The conclusion, then, in my judgment, is that Congress intended
that the Court of Claims should inquire whether these claimants had
validly derived their title from the Russian-American Company, and
if so, what was a fair rent for the use of the building, and what a
suitable indemnity for the building itself.
But in the second place, if I am wrong in this view and if the
Court of Claims had a right to go back of the language of the
statute and of the action of the international commissioners, I
think the court erred in their interpretation of the treaty.
In the first article, the treaty provided that the Emperor of
Russia should cede to the United States "all the territory and
dominion now possessed by his majesty on the continent of America."

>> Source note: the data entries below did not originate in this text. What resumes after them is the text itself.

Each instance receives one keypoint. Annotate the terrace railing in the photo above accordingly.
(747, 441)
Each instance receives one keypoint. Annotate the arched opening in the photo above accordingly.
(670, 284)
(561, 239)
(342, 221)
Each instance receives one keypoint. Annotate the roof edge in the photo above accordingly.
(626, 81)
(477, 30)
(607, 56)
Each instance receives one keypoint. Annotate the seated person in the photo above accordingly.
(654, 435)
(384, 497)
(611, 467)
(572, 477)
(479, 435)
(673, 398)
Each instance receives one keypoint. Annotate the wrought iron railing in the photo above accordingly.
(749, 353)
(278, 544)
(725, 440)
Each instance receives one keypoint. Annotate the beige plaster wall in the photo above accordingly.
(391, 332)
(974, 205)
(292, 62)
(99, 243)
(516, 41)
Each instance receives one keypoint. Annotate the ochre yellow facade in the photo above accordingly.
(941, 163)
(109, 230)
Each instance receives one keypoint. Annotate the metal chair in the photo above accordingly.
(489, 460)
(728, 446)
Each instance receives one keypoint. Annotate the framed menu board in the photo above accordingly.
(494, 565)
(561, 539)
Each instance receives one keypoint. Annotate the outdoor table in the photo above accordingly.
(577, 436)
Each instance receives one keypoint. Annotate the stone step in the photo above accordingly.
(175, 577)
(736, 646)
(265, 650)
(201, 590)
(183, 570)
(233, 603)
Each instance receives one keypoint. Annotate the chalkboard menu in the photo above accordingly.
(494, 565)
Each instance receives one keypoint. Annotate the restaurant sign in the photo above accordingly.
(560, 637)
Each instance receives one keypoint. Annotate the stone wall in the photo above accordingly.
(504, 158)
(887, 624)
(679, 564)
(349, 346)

The second article provides that
"in the cession of territory and dominion made by the preceding
article are included the right of property in all public lots and
squares, vacant lands, and all public buildings, fortifications,
barracks, and other edifices which are not private individual
property."
The view of the court below was that by the terms "private
individual property" was meant property owned by an individual, as
distinguished from a company or corporation, and the court thought
that it was aided in this view by the provisions of the sixth
article, which declared that
"the cession of territory and dominion herein made is hereby
declared to be free and unencumbered by any reservations,
privileges, franchises, grants, or possessions by any associated
companies, whether corporate or incorporate, Russian or any other,
or by any parties except merely private individual property
holders."
The origin of this sixth article was in the claims and
pretenses
Page 150 U. S. 511
of the Russian-American Company which had exercised a despotic
control over these dominions, and the evident purpose of the sixth
article, as is plain from the communication of Secretary Seward to
the Russian minister, was to prevent any territorial or political
or corporate privileges from being subsequently asserted. It was
clearly not intended to include or affect private property as
such.
If this were a controversy between private parties in a court
where only municipal law is administered, like a court of common
pleas, it may be that the narrow view put on this treaty by the
court below might properly prevail; but when we consider that we
are dealing with an international instrument conferring territorial
dominion from one sovereign to another, a broader and more liberal
construction should be put on the language used.
Haguenstein v.
Lynham, 100 U. S. 483;
Head Money Cases, 112 U. S. 580.
Viewed in this light, I think that the treaty meant to distinguish
public property of the various kinds enumerated from property held
by individual persons or by companies composed of individuals for
private uses and purposes. Such was the view taken by the
commissioners, and, as I think, by Congress, and their
interpretation ought to be respected and adopted by the courts.
Even when corporations are dissolved by writs of
scire
facias or decrees in equity at the suit of the sovereign,
their moneys and property not essential to the exercise of their
franchises are not forfeited, but are left to the ownership of the
stockholders. In construing the treaty as a mere municipal
regulation and as an act of forfeiture, I think the court below
grievously erred.
Upon the whole, I am of opinion that the judgment of the court
below was erroneous, and should be reversed, and that the record
should be remanded with directions to proceed, under the provisions
of the Act of January 17, 1887, to examine whether the claimants
have lawfully derived title from the Russian-American Company, and,
if so, to award them a fair rent for the use and suitable indemnity
for the loss of the building owned by them.
MR. JUSTICE FIELD concurs in this dissent.